O:pathname    The O-command tells the DisAssembler to close any previous
output source-code file, and open a new one.  By using more than one
output file, you can partition the source code into a series of files
which you will assemble using the ".IN" or ".INB" directives.

              Example:  1010 O:SOURCE.FILER

P:hex         The P-command positions the input object-code file to the
specified byte in the file.  The hexadecimal value you specify actually
is used in an MLI Set Mark call.

              Examples:  1020 P:5E00
                         1020 POSITION to $800 part:5E00

L:ZIX hex-hex
The L-command defines which prefix letters to use for zero-page symbols
(Z), within the hex-hex range (I), and non-zeropage symbols outside the
hex-hex range (X).  I generally use Z, I, and X; however, you may use
any letters you wish.
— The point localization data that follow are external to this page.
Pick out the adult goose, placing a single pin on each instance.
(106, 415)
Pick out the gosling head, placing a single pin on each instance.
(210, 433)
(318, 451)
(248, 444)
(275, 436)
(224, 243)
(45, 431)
For example, assume the code I am disassembling is
located during execution between $800 and $3FFF, and I want those
symbols to start with P; further assume I want zeropage labels to begin
with Z, and external references to begin with R; then the command would
be:

              1030 L:ZPR 800-3FFF

The L-command is required if you wish to have any internal labels of the
form "I.xxxx".  Without the L-command to specify the range of internal
labels, they will all be classified as external labels.

XREF:OFF
XREF:ON       The XREF-command lets you turn the cross reference line
generation off, or back on.  If you do not include an XREF command in
your script, cross reference lines will be generated.  If the XREF:OFF
command is placed before any C- or H-commands, no cross reference lines
will be generated.  This saves a lot of memory, and will allow you to
disassemble larger programs with a single script.  Extremely large
programs can be disassembled without the cross reference lines, and then
you can use the S-C XREF program (a separate product available from S-C
Software) to generate a complete cross reference listing.  If you
include several XREF commands, switching the option off and on and off
and on, the cross reference lines will not be complete; they will be
omitted when the option is off, and may only list part of the references
when the option is on.

W:hex         The W-command lets you specify the width of the label
field.  The default width is six, which allows labels up to six
characters long to be written on the same line with the corresponding
opcode or data.  Longer labels will be written on a line by themselves,
with the corresponding opcode or data following on the next line.  You
may specify a value (in hex) from 0 to 3E.  A value of 0 will force all
labels to be written on separate lines, while any value over 1F will
allow all labels to written on the same line with their opcode or data.

C:hex1-hex2
C:-hex        The C-command tells the S-C DisAssembler to create source
lines for 65C02 or 6502 code from current location to -hex, or from hex1
to hex2.  A future enhancement to the DisAssembler will be the ability
to disassemble 65816 opcodes.  The bytes to be disassembled come from
the input object-code file.  If the disassembly address (hex1) changes
from the current address, an origin directive (.OR $hex1) will be
generated.

              Examples:  1050 C:800-843
                         1070 C:-89A

H:hex1-hex2
H:-hex        The H-command tells the S-C DisAssembler to create source
lines for a data region from current location  to -hex, or from hex1 to
hex2.  Generates up to eight bytes per ".HS" line.  Future versions of
the DisAssembler will provide more extensive data-disassembly
capability.  The bytes to be disassembled come from the input
object-code file.  If the disassembly address (hex1) changes from the
current address, an origin directive (.OR $hex1) will be generated.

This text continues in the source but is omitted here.